Il parle d’humilité.
Il parle d’écoute.
Il parle de cette discipline invisible qui consiste à mettre son talent au service d’une œuvre plus grande que soi.
Quelques minutes plus tard, cette réflexion va prendre une dimension encore plus inattendue. Pour expliquer son métier d’arrangeur, Dominic ne parlera ni d’accords, ni d’effets, ni de technique.
Il me parlera… d’aquarelle.
Au fil de notre conversation, un mot revient sans cesse : l’arrangement.
Pour Dominic Miller, c’est sans doute le plus beau métier du monde. Non pas parce qu’il permet de briller, mais précisément parce qu’il oblige à faire l’inverse.
À disparaître.
Je lui fais remarquer que, depuis le début de notre entretien, il ne décrit jamais la guitare comme un instrument destiné à attirer l’attention. Tout semble, au contraire, guidé par une seule préoccupation : mettre une chanson en valeur.
Il acquiesce immédiatement.
« Je pense avant tout comme un arrangeur. »
Pour lui, composer une partie de guitare ne consiste pas à puiser dans un catalogue de formules toutes faites.
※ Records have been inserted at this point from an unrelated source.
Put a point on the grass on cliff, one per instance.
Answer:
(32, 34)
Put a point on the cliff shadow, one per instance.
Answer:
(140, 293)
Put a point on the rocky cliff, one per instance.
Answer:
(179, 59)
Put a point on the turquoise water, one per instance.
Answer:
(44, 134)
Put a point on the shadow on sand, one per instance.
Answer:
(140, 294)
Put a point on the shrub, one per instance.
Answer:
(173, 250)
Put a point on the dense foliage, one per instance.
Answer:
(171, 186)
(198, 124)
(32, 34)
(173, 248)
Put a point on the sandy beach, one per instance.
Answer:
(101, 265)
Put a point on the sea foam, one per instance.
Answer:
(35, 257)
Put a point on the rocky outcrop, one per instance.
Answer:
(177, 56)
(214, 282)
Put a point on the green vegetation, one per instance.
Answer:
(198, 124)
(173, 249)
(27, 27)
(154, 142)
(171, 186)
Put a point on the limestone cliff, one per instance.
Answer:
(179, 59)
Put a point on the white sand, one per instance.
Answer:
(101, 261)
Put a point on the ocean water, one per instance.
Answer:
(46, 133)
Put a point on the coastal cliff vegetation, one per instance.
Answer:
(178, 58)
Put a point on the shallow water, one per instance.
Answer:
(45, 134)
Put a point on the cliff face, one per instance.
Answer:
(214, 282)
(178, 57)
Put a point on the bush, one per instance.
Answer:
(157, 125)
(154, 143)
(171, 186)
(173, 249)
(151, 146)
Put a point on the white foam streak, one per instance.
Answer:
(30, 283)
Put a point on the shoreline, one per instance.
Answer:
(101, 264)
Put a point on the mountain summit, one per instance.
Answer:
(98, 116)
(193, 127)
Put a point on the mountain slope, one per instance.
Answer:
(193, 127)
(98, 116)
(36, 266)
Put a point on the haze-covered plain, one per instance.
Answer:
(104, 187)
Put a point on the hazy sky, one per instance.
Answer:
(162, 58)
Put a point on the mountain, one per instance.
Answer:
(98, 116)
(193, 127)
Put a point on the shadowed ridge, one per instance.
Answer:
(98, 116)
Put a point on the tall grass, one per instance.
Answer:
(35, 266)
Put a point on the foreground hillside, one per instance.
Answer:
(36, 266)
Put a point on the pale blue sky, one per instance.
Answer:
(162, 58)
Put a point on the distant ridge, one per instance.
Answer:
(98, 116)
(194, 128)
« Quand je trouve une idée, c’est presque toujours quelque chose que je n’ai jamais joué auparavant. Je ne me dis pas : « Tiens, cette phrase fonctionnera ici. » J’écoute d’abord la mélodie, les paroles, tout ce qui existe déjà. Ensuite seulement, je me demande ce que je peux apporter. »
Parfois, la réponse tient en quelques notes.
Parfois, en une seule.
Et parfois…
« …la réponse, c’est de ne rien jouer. »
Il insiste.
« Le silence est aussi important que les notes. Beaucoup de musiciens ne le comprennent pas. Pourtant, c’est lui qui donne leur valeur aux sons. »
À cet instant, j’ai presque l’impression d’entendre un peintre parler de lumière plutôt qu’un guitariste évoquer son instrument.
Comme s’il lisait dans mes pensées, Dominic poursuit.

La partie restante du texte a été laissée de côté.